To me, underground nightlife can also be a fascinatingly warped mirror of the problems facing the world, its trends the raw expression of deep-seated angst. As W. consolidated his political power in the early ’00s, nightlife fashions and music (and drugs) returned to the tastes of the Reagan and Thatcher ’80s, when angular pop and cold synths were a loud rebuke to false sincerity and hubris. The recent explosion of pre-AIDS-era disco and imagery in many gay clubs may be an unconscious wish to transport ourselves to the time before the Republicans’ disastrous "morning in America." And the vibrant local hyphy scene is based on auto sideshows: literally wasting gas (use it while you got it!). Now, well into W.’s second term, we’re reliving the rococo styles of Bush the Elder without irony. Dance floors are looking like a punk rock Cosby Show, and I’m into it.
But that’s all theoretical musing. The most important thing about nightlife is community, whether you’re a full-time club kid or just going out for a drink after work with your friends. You want to be around other people, to not feel so alone in this crazy world, to make a connection. You walk into a bar, and suddenly you’re in a minisociety, one you hope you can handle better than society at large.
Can this community make a difference? Sure. The nightlife community, gay and straight, was instrumental in the fight against AIDS (and still is). It banded together to defeat the antirave legislation of the early ’00s. Tons of parties raise money for good causes. Currently, party-oriented groups such as the League of Pissed Off Voters (sf.indyvoter.org), which reaches out to young people through DJ events, and the SF Party Party (www.sfpartyparty.com), which influences local politics by combining education with clubbing, are doing their best to change the world.
"People on the left these days seem to think that denying themselves pleasure is the only way to take back the government. The early energy of protest against Bush has turned into a kind of self-punishment. That’s so dry and boring and ultimately useless," says Dr. Stephen Duncombe, editor of the Cultural Resistance Reader and author of the new book Dream: Re-imagining Progressive Politics in an Age of Fantasy. I called him because I wanted to talk about the guilt some of us feel about partying when the world’s going to shit. He’s been a prime mover in theatrical resistance groups such as Reclaim the Streets, the Lower East Side Collective, and the utterly fabulous Billionaires for Bush. (He’s also kind of cute in a young-professor-at-NYU way.)

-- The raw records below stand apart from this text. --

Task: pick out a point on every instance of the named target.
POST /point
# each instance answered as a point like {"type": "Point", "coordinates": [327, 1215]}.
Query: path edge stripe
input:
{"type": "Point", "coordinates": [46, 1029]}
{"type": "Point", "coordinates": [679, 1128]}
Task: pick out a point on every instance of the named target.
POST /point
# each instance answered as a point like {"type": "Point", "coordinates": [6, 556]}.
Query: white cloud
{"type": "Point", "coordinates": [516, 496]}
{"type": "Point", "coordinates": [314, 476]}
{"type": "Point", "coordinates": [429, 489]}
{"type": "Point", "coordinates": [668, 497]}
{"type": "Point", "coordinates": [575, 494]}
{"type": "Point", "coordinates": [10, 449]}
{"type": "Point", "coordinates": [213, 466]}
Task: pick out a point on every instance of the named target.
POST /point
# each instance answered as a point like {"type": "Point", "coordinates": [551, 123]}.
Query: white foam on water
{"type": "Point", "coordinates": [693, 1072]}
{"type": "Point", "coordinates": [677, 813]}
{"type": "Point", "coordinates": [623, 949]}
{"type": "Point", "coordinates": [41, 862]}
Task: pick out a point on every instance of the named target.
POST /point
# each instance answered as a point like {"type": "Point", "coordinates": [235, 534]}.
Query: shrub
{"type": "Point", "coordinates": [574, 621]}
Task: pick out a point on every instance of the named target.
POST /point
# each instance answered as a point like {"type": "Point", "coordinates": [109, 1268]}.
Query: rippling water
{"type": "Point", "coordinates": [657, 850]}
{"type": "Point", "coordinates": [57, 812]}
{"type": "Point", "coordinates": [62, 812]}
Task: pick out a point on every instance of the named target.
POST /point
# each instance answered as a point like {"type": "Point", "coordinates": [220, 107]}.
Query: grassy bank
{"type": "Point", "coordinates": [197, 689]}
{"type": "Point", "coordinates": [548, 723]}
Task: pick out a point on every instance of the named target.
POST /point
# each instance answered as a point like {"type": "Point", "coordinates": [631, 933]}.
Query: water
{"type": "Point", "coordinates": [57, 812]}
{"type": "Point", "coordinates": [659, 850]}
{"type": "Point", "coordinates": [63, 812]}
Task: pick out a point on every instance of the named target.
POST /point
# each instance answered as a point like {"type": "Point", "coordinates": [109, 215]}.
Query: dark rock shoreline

"We should be using the positive energy of nightlife to show people that politics can be both entertaining and transformational," he continues. "Politics should be a fun, interactive spectacle, like the kind nightlife provides. No one wants to get involved with something if it seems like more work."
Yet still I worry. What would life be like if the war were here? What if I were a gay Iraqi? I trolled the Internet gay hookup sites to find a gay Iraqi to talk to about it. All I could find at first were half-naked American soldiers stationed in the Middle East (we are everywhere!). I eventually came upon a Western-educated gay Iraqi refugee living in Jordan who identified himself as Arje. He said I was being foolish. "Go out and have fun," he replied when I wrote that I didn’t feel like partying off the weight of the world. "Have a dance for me."